フッ化物イオンを導電性ダイヤモンド電極を使用して電解生成される酸素フッ化化合物（二フッ化酸素や二フッ化二酸素と推定される）は、電解前のフッ化物イオン自体やフッ化物イオンを他の電極を使用して電解することにより得られる含フッ素成分よりも強力な電子部品洗浄効果を有し、その効果はフッ化物イオンの濃度が0.0001M以上であるときに特に著しい。又フッ酸の使用量を大幅に節減できる。

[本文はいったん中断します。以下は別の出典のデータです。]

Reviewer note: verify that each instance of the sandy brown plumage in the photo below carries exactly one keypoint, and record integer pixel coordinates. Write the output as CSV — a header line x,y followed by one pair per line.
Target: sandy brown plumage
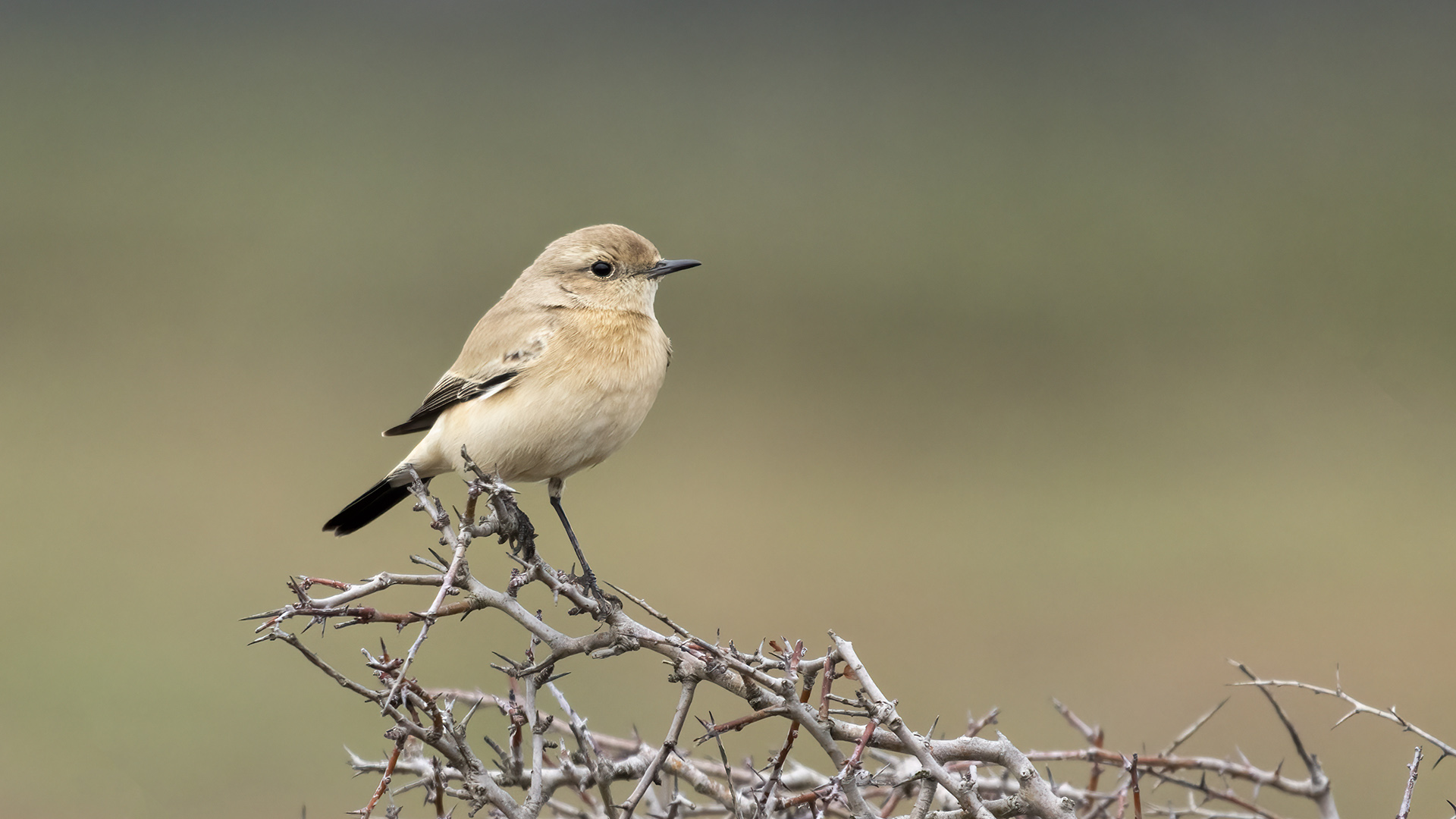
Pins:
x,y
555,378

これは、通常の高濃度薬液方法では除去しにくい金属付着物が、低濃度の薬液原料と電気分解エネルギーにより簡便に除去できるからであると推測でき、これにより次のような工業的、経済的効果が期待できる。
【００５２】
（１）清浄度の高い電子部品（半導体材料等）を製造できる。
（２）薬品使用による環境負荷を低減できる。
（３）高濃度薬品の使用あるいは貯蔵のために利用せざるを得なかった耐食性に優れた高価な配管、装置材料を使用しなくて済む、あるいは節減できる。
（４）使用後の廃水処理費用を軽減できる。
（５）作業者に対する安全性を向上できる。
（６）高濃度の薬液では大量に必要であった洗浄用超純水の使用量も大幅に低減できる。
（７）電極が使用時及び停止時において非常に安定であるため、触媒劣化防止のための保護電流回路、電源、電池などを省略でき、電解洗浄水生成装置としても製造コストを軽減できる。
【００５３】
原料としてフッ化物イオンの他に硫酸イオンを含んでいると、更に洗浄効果が増大する。
前述の通り生成した電子部品洗浄水は、該洗浄水中の気泡分離手段で気泡分離後、電子部品に噴射し又は洗浄水に電子部品を浸漬させる電子部品の洗浄を実行しても良い。
【図面の簡単な説明】
【図１】本発明を構成する洗浄水製造用電解槽を例示する概略図。
【図２】図１の電解槽を使用するワンパスタイプの洗浄水製造フローを示す概略図。
【図３】図１の電解槽を使用する循環タイプの洗浄水製造フローを示す概略図。
【図４】図１の電解槽を使用するバッチタイプの洗浄水製造フローを示す概略図。
【符号の簡単な説明】
Ａ電解槽
１ａ、１ｂセルプレス
２ａ、２ｂ絶縁板
３ａ、３ｂ給電板
４ａ導電性ダイヤモンド陽極
４ｂ陰極
５ａ、５ｂガスケット
６ａ、６ｂスペーサー兼排液口
11 直流電源
12 原料水溶液タンク
14 気液分離器
15 原料薬液供給ポンプ
16 洗浄水供給ポンプ
17 洗浄水貯留タンク
18 洗浄水循環ポンプ
19 浸漬型洗浄槽

Claims

隔膜により少なくとも導電性ダイヤモンドを有する陽極を収容する陽極室と陰極室に区画された電解槽の前記陽極室に、0.0001 Ｍ以上の濃度のフッ化物イオンを含む水溶液を供給し、前記導電性ダイヤモンドを有する陽極を用い、 0.001 〜 100 Ａの電流密度で電解して活性な酸化生成物である酸素フッ化化合物を生成せしめ、該酸素フッ化化合物を含有する洗浄水を電子部品に噴射し又は洗浄水に電子部品を浸漬させて電子部品を洗浄することを特徴とする電子部品の洗浄方法。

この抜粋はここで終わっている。